# What songs do you know the words to?



## [email protected] (Aug 2, 2009)

As the topic says just think this will be funny to see what people listen to and remember.

But it has to be the first song you think of  .

If you could not tell i am bored out of my mind..

I will start:

Fun fun fun

From the beach boys.


----------



## Emile.Wilson (Aug 2, 2009)

Don't Stop Believing

Journey


----------



## hibiscusmile (Aug 2, 2009)

Amazing Grace!


----------



## PhilinYuma (Aug 2, 2009)

"Now the ladies of the harem of the court of King Catactacus, were just passing by," by that pride of Western Australia, Rolf Harris.
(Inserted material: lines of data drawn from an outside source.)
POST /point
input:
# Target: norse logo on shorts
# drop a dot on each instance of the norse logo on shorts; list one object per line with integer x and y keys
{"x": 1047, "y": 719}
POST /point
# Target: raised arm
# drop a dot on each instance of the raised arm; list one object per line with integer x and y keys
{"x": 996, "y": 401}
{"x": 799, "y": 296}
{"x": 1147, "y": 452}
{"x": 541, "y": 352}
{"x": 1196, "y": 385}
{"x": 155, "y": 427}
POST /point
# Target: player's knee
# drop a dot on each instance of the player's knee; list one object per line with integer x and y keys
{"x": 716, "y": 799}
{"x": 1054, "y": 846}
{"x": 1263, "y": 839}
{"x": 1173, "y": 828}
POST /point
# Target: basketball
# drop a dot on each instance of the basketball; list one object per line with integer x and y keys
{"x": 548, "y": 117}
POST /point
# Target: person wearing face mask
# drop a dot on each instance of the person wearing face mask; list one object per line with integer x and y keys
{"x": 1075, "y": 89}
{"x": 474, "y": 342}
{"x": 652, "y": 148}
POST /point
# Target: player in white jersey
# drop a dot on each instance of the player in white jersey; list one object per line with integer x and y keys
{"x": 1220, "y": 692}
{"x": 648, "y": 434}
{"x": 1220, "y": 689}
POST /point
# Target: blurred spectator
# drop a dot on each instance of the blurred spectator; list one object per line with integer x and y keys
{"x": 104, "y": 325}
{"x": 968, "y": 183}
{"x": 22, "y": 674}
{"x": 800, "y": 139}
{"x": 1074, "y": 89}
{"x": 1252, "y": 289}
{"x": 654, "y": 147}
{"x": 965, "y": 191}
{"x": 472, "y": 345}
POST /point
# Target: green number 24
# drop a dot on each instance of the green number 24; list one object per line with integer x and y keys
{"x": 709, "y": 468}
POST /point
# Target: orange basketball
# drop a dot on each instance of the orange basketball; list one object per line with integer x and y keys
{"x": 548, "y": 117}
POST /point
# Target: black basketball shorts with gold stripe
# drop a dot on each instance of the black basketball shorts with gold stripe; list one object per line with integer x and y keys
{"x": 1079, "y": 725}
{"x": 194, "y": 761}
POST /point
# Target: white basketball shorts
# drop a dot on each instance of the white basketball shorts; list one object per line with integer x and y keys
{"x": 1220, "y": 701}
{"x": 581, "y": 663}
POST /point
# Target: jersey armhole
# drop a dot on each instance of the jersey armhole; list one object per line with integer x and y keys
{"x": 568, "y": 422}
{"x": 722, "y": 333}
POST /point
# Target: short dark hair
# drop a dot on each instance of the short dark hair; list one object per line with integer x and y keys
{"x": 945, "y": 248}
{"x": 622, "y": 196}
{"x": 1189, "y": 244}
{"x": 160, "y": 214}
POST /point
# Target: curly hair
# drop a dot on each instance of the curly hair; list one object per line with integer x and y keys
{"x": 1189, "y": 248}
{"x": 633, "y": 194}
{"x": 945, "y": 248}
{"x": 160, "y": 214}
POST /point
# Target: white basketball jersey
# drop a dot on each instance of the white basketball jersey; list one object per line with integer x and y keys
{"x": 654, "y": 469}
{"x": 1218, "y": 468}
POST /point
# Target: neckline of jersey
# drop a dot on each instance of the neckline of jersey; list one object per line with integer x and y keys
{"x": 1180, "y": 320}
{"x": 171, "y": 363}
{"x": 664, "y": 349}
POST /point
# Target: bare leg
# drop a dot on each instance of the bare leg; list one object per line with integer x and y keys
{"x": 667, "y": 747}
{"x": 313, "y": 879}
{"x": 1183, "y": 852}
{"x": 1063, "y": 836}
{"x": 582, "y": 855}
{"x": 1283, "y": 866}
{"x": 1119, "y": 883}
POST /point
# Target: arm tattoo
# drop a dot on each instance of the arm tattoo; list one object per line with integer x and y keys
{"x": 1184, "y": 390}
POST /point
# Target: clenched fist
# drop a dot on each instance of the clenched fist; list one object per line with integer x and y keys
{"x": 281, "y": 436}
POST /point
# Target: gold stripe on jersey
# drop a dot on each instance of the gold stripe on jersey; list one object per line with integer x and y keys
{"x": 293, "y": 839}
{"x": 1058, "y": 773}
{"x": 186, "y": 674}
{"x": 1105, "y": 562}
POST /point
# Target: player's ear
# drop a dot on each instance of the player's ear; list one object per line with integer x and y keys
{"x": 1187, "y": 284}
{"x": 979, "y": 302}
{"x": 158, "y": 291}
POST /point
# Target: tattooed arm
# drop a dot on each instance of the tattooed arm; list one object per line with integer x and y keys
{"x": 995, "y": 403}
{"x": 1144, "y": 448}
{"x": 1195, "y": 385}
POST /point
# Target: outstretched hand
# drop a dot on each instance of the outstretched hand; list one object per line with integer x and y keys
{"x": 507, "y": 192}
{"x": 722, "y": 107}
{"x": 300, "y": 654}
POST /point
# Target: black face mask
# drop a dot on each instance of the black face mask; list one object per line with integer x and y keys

And I can sing the last line in one breath, too!


----------



## [email protected] (Aug 2, 2009)

PhilinYuma said:


> "Now the ladies of the harem of the court of King Catactacus, were just passing by," by that pride of Western Australia, Rolf Harris. And I can sing the last line in one breath, too!


I will have to look that one up. :lol: 

Edit: Funny

Was this that song?


----------



## Opivy (Aug 2, 2009)

A Squirrel and his Crack Pipe - Nuclear Rabbit

Hah, yea right. i know some of the words though


----------



## PhilinYuma (Aug 2, 2009)

Chase said:


> I will have to look that one up. :lol: Edit: Funny
> 
> Was this that song?


Yep. I just sang along with it. I think that I've ruptured something.


----------



## Opivy (Aug 2, 2009)

Ah, it's called A Little Squirrel and his Crack Pipe by Nuclear Rabbit.

Give it a listen and you'll get me =)


----------



## PhilinYuma (Aug 2, 2009)

Know the song, but couldn't find it on You Tube. I guess that a rabbit that "eats soap" would turn into rabbit hash


----------



## Katnapper (Aug 3, 2009)

So, so very many....

But just a few of my very favorites:

"Today I Started Loving You Again" - (Merle Haggard)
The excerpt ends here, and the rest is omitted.